Savings start small
It is not always easy to start saving due to debt and one should realise that it is possible to adopt the culture after learning to budget.
Phumzile Nhleko- Mtetwa said, “Some people have never done it and don’t know how to start hence starting small results in one learning the 50-20-30 rule.”
Explaining, she said the rule called for one to use 50 per cent of earnings on living or essential expenses which include car payments, rent, food, clothing, utilities and tuition fees; “The 20 per cent is for financial goals or independence which includes savings, investment, debt reduction as well as credit card payments whereas the remaining 30 per cent is for flexible spending which covers wants such as entertainment, leisure and travel.
“You don’t need a spreadsheet to start budgeting as all one needs is the ability to count money,” she said.
Throwing a challenge, she said the first step called for one to sit in a quiet place which will encourage reflection and quantify all expenses for the previous month.
“After writing out what you spend your money on, you then have to identify the essentials from those you can live without,” she said. She said one had to learn to confine 50 per cent as maximum to living expenses.
After identifying the non-essential spending patterns, she said it was then easier to cut back and reform by seeking cheaper alternatives. “You might find that one spends a lot of money on take-aways for lunch whereas it would be much cheaper to carry packed meals.”
She said other cost cutting interventions included reducing amounts spent on entertainment as well as reducing the burden of debt by paying more than the required amount.

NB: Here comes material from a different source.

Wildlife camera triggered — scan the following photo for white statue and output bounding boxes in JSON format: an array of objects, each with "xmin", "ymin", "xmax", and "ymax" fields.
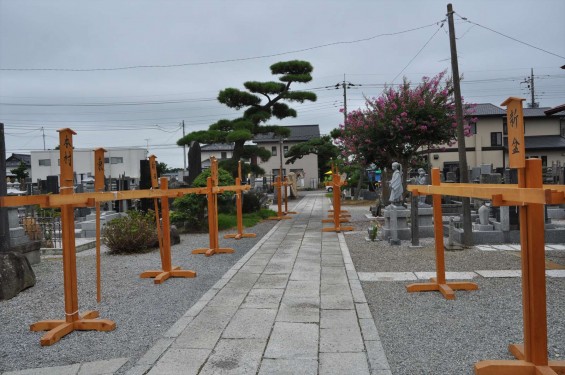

“Once you realise how much you are spending on credit cards, you will want to pay such a debt sooner and free some money which can go towards savings,” she said adding how saving about E50 per month as a start while clearing debt could give one E600 in twelve months with which a lot could be done.
She highlighted that discipline in budgeting was the most important aspect, “At times peer pressure can make one tend to buy things you don’t need but it calls for you to realise that there will be rough and painful patches where self-restraint will feel like deprivation, but this should not be reason to give up.”
After learning to stick to using 50 per cent of income on essentials, she said 20 per cent could over time be saved whereas 30 per cent be reserved for flexible spending which covers entertainment and other non-essential expenses.
“With discipline, one can even increase the savings to 30 percent after some time,” NhlekoMtetwa said.